I can’t sit around and not buy stock, but it’s a hard task at the moment to find something interesting. So it’s ironic I’m buying Shell today.
It is perhaps some kind of condemnation of the market that a company so huge and so pivotal can have a 7 p/e and a 5% dividend.
For Shell to have these value investment style ratios suggests something is either supressing the price or that these low valuations should in fact be the benchmark for the FTSE 100, a frightening prospect at such low levels.
Oil is hardly going out of favour anytime soon, so I can’t really understand such a bargain basement valuation.
I have wondered about this from time to time and the share price has crept up as I have.
I wonder if a company this large is either held back by hedging or is just too large to be right priced by a market where liquidity has been shrinking.
Shrinking liquidity is a sign of a market that is not functioning properly.
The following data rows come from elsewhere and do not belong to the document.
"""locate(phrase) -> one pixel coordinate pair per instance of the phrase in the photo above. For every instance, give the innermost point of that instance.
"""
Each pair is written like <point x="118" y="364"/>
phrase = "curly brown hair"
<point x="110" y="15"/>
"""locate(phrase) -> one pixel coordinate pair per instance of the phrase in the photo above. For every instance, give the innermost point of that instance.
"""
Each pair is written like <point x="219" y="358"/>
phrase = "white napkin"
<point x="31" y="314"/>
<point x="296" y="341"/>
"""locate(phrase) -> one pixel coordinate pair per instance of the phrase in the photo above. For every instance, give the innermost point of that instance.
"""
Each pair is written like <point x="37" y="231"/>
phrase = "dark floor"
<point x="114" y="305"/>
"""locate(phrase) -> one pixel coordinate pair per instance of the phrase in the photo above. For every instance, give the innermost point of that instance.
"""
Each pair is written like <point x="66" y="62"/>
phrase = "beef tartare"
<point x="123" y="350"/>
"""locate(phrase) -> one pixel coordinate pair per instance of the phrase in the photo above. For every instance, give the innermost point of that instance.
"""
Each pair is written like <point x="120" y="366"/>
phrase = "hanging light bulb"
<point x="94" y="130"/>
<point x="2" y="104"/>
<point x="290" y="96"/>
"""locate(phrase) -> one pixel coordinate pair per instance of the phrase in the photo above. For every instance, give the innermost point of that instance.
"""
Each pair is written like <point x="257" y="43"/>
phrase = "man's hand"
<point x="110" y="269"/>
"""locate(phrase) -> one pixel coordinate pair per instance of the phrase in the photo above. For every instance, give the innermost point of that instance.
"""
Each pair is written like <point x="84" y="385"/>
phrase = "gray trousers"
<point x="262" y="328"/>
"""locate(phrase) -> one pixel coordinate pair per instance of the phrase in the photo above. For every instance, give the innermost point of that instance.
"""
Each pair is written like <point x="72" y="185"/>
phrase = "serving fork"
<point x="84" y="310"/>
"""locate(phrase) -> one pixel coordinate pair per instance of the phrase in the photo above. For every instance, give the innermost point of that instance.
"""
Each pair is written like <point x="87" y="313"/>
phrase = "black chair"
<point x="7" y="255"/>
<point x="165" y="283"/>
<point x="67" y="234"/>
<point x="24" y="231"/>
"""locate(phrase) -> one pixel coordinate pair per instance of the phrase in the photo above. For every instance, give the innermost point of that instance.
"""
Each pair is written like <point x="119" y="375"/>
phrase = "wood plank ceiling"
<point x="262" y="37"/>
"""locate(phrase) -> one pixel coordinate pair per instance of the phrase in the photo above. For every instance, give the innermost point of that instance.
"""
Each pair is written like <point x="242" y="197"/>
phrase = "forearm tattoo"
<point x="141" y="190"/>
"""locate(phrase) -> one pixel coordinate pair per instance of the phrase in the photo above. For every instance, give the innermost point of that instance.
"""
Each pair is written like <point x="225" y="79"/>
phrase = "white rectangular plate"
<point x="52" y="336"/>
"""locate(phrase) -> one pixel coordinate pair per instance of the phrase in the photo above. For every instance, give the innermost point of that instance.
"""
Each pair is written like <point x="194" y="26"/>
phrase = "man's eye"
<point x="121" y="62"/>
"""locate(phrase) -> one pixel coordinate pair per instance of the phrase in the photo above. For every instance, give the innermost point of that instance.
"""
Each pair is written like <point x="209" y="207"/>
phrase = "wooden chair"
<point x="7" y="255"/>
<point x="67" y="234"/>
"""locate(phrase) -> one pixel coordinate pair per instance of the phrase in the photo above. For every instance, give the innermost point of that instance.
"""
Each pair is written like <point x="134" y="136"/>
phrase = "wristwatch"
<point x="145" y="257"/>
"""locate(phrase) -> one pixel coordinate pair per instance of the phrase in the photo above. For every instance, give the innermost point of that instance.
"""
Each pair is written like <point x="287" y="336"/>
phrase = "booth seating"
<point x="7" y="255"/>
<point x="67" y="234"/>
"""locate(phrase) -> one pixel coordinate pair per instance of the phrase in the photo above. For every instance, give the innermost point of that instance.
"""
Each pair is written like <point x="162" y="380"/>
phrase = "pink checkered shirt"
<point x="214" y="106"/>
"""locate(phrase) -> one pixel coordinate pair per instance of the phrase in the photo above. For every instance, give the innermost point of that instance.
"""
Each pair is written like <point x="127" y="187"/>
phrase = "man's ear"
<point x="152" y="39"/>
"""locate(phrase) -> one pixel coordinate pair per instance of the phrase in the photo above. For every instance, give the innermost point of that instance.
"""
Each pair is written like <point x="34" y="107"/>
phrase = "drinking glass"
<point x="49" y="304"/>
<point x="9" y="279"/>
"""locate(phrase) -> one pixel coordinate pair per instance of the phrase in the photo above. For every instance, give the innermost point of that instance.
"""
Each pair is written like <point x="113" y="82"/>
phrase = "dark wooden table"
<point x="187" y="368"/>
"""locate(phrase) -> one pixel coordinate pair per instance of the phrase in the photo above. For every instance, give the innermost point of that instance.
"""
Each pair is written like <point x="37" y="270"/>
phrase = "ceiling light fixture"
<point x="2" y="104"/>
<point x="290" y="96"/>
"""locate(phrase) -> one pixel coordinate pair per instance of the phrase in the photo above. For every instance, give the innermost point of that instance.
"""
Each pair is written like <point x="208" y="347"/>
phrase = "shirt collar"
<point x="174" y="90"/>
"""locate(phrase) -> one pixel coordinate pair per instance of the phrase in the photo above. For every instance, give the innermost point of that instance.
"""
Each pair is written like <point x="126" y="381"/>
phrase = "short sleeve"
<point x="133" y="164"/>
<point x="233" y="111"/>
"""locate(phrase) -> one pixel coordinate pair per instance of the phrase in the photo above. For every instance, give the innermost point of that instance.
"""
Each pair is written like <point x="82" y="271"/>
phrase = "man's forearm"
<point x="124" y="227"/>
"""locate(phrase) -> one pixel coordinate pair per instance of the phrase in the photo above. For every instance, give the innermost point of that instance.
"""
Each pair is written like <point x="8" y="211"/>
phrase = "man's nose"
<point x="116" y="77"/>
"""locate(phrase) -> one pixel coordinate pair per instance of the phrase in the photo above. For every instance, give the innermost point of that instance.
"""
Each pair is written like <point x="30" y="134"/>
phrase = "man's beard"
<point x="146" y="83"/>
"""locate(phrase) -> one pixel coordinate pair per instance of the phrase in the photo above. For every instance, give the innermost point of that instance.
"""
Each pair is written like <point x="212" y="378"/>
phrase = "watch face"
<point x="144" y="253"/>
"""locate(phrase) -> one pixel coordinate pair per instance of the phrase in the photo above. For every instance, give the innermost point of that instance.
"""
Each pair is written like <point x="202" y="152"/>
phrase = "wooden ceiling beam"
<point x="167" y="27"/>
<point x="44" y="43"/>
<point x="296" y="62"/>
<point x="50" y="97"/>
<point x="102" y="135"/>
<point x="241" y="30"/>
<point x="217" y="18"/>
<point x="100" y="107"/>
It is a sign that there is a hole below the waterline dragging on values. This can be because someone is draining money away through a loop hole.
This could well be the case but I am tempted to believe it is the money flow of the last decade, away from equities, that keeps the mammoth companies at a discount.
All things being equal the company should have a 14 p/e, so the share price should double, given enough time.
I might as well sit on that trend and park some money in Shell rather than let the cash moulder. It will be frustrating to watch it only slowly rise but until I have a better home, I may as well invest.
This will bring my latest portfolio up to 21 stocks, which is not as diverse as I like but it is diverse enough. I might limit myself to 25 for this portfolio and force myself to have a tighter focus. This higher risk will demand more of my stock picking and potentially enhance my return. This might prove necessary anyway, if I can’t find enough picks more exciting than Shell.